Alentados por su ferocidad, otros paisanos dispersos o fugitivos engrosan el grupo, atrincherado en el ángulo noroeste de la plaza. Se unen a los presos, entre otros, los asturianos Domingo Girón, de treinta y seis años de edad, casado, carbonero de la calle Bordadores, y Tomás Güervo Tejero, de veintiuno, criado de la casa de monsieur Laforest, embajador de Francia. También se incorporan a la partida, tras venir corriendo por la calle de Postas a causa de una nueva carga francesa y la consiguiente dispersión, el murciano de cuarenta y dos años Felipe García Sánchez, inválido de la 3ª compañía, su hijo -zapatero de oficio- Pablo Policarpo García Vélez, el tahonero Antonio Maseda, el guarnicionero Manuel Remón Lázaro, y Francisco Calderón, de cincuenta años, que vive de pedir limosna en las gradas de San Felipe.

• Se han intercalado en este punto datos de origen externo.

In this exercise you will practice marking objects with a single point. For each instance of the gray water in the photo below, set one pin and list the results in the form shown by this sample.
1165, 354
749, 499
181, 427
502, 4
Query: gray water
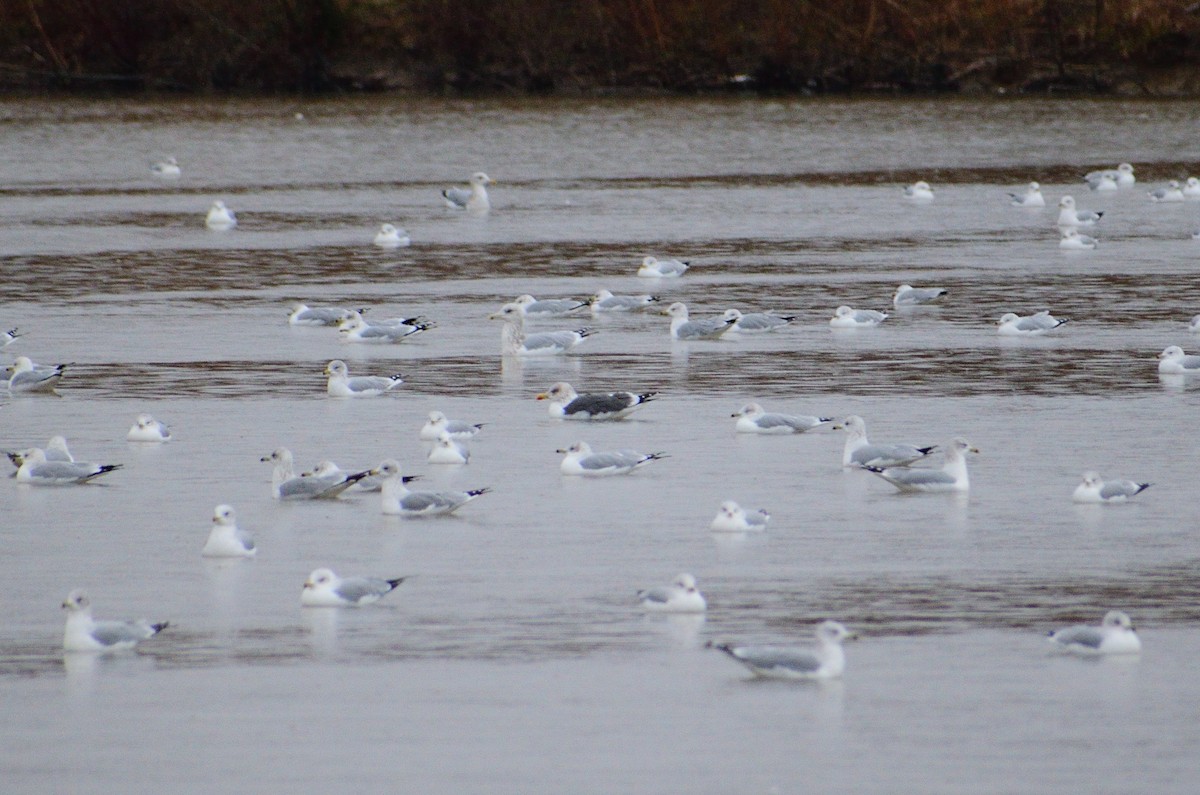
514, 659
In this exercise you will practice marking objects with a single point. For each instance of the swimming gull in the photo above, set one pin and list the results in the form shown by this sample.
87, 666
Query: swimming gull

– ¿Qué pasa con los militares, amigo? ¿Salen o no salen a echar una mano?
– ¿Salir?… Ya lo ve. ¡Aquí los únicos que salen son gabachos!
– Pues en la plaza de la Cebada acabo de cruzarme con unos de Guardias Walonas…
– Son desertores, seguro… Todavía los fusilaran si los cogen, o cuando vuelvan a su cuartel.
Llega a congregarse en aquel ángulo de la plaza una nutrida fuerza que, pese a estar mal organizada y peor armada, impone respeto a los franceses procedentes de la puerta de Guadalajara, obligándolos a retirarse hacia los Consejos. Eso envalentona a algunos presos, que se aventuran bajo los soportales y acometen a los rezagados, entablándose confusos combates parciales al arma blanca, bayonetas contra navajas, entre la Platería, la cava de San Miguel y la plazuela del mismo nombre. Ese ir y venir, que despeja un trecho de la calle Mayor, permite llevar a varios heridos hasta la botica de don Mariano Pérez Sandino, en la vecina calle de Santiago, que su propietario mantiene abierta desde que empezaron los combates. Entre los allí atendidos se cuenta Manuel Calvo del Maestre, oficial de archivo del Ministerio de la Guerra y veterano de la campaña del Rosellón, que tiene un carrillo destrozado de un balazo. Al poco rato llegan el guarnicionero Remón, con los dedos de una mano cercenados por un sable francés, y el criado de la embajada francesa Tomás Güervo, que grita de dolor mientras contiene con ambas manos sus tripas abiertas. Según comenta el preso Francisco Xavier Cayón, que trae al herido, Güervo parece el caballo de un picador después de que lo empitone un toro.